The TCP ClientChannel has been ported over to RemObjects SDK for Xcode, and we’ve added a new feature we call URL Schemes that allows you to let the framework to automatically pick the right channel and message type based on a full URL (such as tcp://examle.com:8089/soap). This feature debuts in Ro/Xcode but will make its way onto the other RO platforms as well, eventually.

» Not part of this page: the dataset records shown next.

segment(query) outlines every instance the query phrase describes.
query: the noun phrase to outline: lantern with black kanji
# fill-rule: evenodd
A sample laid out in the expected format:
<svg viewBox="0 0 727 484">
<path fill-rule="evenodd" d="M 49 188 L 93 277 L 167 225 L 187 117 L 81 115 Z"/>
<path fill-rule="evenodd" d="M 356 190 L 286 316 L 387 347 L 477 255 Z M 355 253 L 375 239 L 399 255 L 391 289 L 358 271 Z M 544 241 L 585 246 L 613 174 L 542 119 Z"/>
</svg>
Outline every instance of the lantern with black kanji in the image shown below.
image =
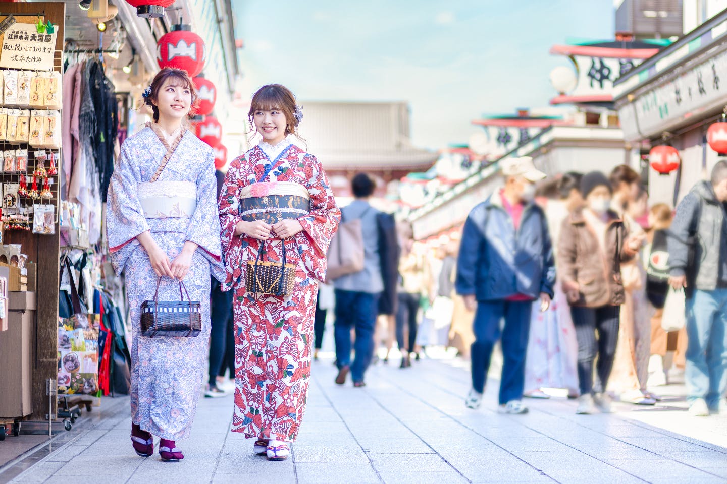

We’ve also added HTTP-level gzip compression in RemObjects SDK for Delphi (which allows you to save bandwidth with non-RO SOAP clients, mainly), and made the AES Encryption Envelope available support for Silverlight in RemObjects SDK for .NET.

RemObjects Script

As mentioned before, RemObjects Script 2.0 as been completely redesigned to no longer depends in the Microsoft Dynamic Language Runtime and run much faster than version 1,0 in most scenarios. It and passes 100% of all tests in the standard EC5 EcmaScript test suite, and we are working on testing it with other common JavaScriopt test suits such as Sputnik, to ensure top script compatibility. The product is now licensed under the BSD license and fully open source; in addition to a packaged installer on our Free Downloads page, you can also access the code from the Git repository on code.remobjects.com

Hydra

Action support in Hydra has been extended to fully support actions and action updates (such as enabling and disabling) across platform boundaries. So a Delphi host application can now incorporate actions driven by a .NET plugin, or vice versa.

Delphi Prism

The official RTM announcement and availability for Delphi Prism will come from our friends at Embarcadero in the next few days, but as part of our RTM cycle, we have also finalized our part of a new Delphi Prism release, which will be a free mainly-bugfix release available to all users of Delphi Prism XE (even RAD Studio customers not on SA). There are a few nice features in there, though, and my favorite ones are the new visual navigation markers that highlight and keep track as you navigate through your code (and go back), as well as inline errors, which highlight places with compiler errors right inside the code editor (similar to and inspired by Xcode). The inline errors are just the tip of the iceberg for some very cool stuff we have coming in the Fall release, too.

Oxfuscator

We shipped the first standalone release of Oxfuscator just in January, so this update merely contains a handful of fixes and brings Oxfuscator in line with what ships in the new Delphi Prism XE spring update mentioned above.

I hope you enjoy these new releases, and let us know what you think!